Activision gave the wrong impression when it announced in February that it would disband the Guitar Hero development team and stop working on a Guitar Hero game for 2011.
Most of the press (myself included) assumed that this meant Guitar Hero was finished, but now Activision is clearing the air. In an interview with GamesIndustry.biz, Activision’s Dan Winters clarified that the series is on “hiatus.”
“We’re releasing products out of the vault – we’ll continue to sustain the channel, the brand won’t go away. We’re just not making a new one for next year, that’s all,” Winters said.
Guitar Hero certainly needs the break. Over the last few years, Guitar Hero and Rock Band oversaturated the market, with more than a dozen games, band-specific sequels and spin-offs launched between 2008 and 2010.

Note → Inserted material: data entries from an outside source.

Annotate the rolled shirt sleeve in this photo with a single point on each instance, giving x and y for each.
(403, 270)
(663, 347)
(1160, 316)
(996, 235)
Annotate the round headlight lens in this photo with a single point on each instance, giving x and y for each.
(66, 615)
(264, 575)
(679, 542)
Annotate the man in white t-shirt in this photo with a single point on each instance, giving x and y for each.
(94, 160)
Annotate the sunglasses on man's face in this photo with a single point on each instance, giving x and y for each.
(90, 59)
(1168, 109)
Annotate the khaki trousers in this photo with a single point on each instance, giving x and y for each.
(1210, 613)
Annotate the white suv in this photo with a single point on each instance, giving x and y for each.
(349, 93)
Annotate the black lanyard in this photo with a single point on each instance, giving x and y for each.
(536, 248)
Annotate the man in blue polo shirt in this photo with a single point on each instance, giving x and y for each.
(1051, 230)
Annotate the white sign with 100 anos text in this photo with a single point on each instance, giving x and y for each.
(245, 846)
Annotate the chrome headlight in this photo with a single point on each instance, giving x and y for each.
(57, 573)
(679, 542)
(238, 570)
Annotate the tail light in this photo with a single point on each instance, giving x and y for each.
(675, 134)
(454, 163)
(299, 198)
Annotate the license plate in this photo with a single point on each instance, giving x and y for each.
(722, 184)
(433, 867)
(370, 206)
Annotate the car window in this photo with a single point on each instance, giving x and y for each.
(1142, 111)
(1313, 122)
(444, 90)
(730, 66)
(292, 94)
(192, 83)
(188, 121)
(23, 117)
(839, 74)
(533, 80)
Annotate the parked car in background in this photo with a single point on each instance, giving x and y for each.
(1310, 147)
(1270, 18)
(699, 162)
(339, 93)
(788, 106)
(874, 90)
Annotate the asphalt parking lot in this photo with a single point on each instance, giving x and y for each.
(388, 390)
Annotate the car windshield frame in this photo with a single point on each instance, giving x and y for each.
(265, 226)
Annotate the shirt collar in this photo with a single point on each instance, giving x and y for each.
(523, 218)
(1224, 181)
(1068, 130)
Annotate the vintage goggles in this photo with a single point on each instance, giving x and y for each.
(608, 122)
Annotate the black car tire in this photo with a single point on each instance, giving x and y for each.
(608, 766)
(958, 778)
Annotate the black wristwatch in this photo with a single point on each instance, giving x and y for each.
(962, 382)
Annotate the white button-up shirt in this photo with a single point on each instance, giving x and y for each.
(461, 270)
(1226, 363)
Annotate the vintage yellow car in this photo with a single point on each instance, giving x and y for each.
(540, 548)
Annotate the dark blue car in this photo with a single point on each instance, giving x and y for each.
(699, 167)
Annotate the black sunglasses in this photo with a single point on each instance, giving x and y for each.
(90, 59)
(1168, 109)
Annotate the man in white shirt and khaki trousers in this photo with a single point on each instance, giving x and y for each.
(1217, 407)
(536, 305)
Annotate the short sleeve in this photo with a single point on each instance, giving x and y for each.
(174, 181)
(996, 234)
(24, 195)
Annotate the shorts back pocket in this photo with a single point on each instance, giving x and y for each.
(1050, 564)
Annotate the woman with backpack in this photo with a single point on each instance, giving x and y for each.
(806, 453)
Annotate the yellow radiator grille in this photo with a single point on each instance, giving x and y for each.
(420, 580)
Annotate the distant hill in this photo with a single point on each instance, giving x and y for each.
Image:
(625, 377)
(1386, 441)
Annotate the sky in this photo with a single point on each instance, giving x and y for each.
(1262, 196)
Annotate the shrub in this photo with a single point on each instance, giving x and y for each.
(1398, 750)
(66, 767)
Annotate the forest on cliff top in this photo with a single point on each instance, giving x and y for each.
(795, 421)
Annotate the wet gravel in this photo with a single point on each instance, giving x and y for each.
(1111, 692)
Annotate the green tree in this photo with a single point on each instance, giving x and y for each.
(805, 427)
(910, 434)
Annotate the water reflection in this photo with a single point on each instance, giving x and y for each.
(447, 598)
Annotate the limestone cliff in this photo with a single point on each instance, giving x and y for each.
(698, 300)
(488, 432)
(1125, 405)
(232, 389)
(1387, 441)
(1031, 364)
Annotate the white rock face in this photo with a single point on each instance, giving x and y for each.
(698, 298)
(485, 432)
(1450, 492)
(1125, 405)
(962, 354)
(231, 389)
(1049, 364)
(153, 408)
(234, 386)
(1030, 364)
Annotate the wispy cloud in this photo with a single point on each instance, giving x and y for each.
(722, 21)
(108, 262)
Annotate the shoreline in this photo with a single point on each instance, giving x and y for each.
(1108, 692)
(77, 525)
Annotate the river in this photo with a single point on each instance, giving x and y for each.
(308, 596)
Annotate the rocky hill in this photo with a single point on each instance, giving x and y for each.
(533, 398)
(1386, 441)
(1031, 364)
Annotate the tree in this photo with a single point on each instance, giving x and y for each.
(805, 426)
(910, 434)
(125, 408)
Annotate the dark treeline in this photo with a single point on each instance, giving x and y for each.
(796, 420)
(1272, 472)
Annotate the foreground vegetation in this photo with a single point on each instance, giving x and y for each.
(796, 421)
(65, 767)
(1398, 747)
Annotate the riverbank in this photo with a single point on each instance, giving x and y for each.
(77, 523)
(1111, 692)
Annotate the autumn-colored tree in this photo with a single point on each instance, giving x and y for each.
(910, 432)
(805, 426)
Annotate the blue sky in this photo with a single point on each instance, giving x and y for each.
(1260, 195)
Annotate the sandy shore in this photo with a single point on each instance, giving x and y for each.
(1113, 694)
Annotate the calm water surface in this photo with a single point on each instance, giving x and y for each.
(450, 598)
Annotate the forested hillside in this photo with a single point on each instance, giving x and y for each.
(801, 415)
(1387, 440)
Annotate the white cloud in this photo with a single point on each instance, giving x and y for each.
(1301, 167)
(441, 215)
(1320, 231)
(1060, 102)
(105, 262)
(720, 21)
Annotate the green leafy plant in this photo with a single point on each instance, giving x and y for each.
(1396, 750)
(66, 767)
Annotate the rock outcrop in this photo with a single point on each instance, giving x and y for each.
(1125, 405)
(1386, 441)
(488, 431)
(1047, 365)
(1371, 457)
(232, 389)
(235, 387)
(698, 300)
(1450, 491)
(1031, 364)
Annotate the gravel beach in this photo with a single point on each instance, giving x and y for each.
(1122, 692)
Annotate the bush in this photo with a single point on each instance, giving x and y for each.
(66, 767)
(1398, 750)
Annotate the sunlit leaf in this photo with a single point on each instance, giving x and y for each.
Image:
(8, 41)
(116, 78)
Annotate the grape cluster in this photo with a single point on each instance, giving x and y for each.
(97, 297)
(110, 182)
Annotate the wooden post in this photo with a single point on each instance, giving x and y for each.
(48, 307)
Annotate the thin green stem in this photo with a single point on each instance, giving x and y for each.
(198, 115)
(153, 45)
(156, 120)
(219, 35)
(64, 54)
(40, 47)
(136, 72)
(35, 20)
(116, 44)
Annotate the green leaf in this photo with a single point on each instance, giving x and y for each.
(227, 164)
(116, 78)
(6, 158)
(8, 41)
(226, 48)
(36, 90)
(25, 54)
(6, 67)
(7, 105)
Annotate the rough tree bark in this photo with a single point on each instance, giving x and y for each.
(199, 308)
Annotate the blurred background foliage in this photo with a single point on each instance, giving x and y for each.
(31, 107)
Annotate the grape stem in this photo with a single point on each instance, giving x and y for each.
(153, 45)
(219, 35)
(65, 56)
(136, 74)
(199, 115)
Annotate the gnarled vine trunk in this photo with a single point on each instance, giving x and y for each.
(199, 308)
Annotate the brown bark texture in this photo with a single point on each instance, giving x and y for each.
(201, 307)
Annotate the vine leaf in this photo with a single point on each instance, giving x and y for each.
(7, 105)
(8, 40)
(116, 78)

But time alone won’t heal Guitar Hero’s wounds. The fake plastic instrument genre has stagnated. There are no more peripherals to add (keyboards, the final but non-essential element of rock music, came alongside Rock Band 3 last year). Activision will have to rethink the entire concept if it wants to rekindle interest, and I’m not convinced that consumers who previously invested in the hardware will be willing to do it again.
Still, I believe Winters when he says the brand isn’t going away. Guitar Hero is a well-known property, and the name could easily be applied to any form of music gaming, even if it doesn’t involve guitar-shaped controllers with colorful buttons on the end. As games like Tap Tap Revenge and Dance Central prove, the marriage of video games and music hasn’t gone stale.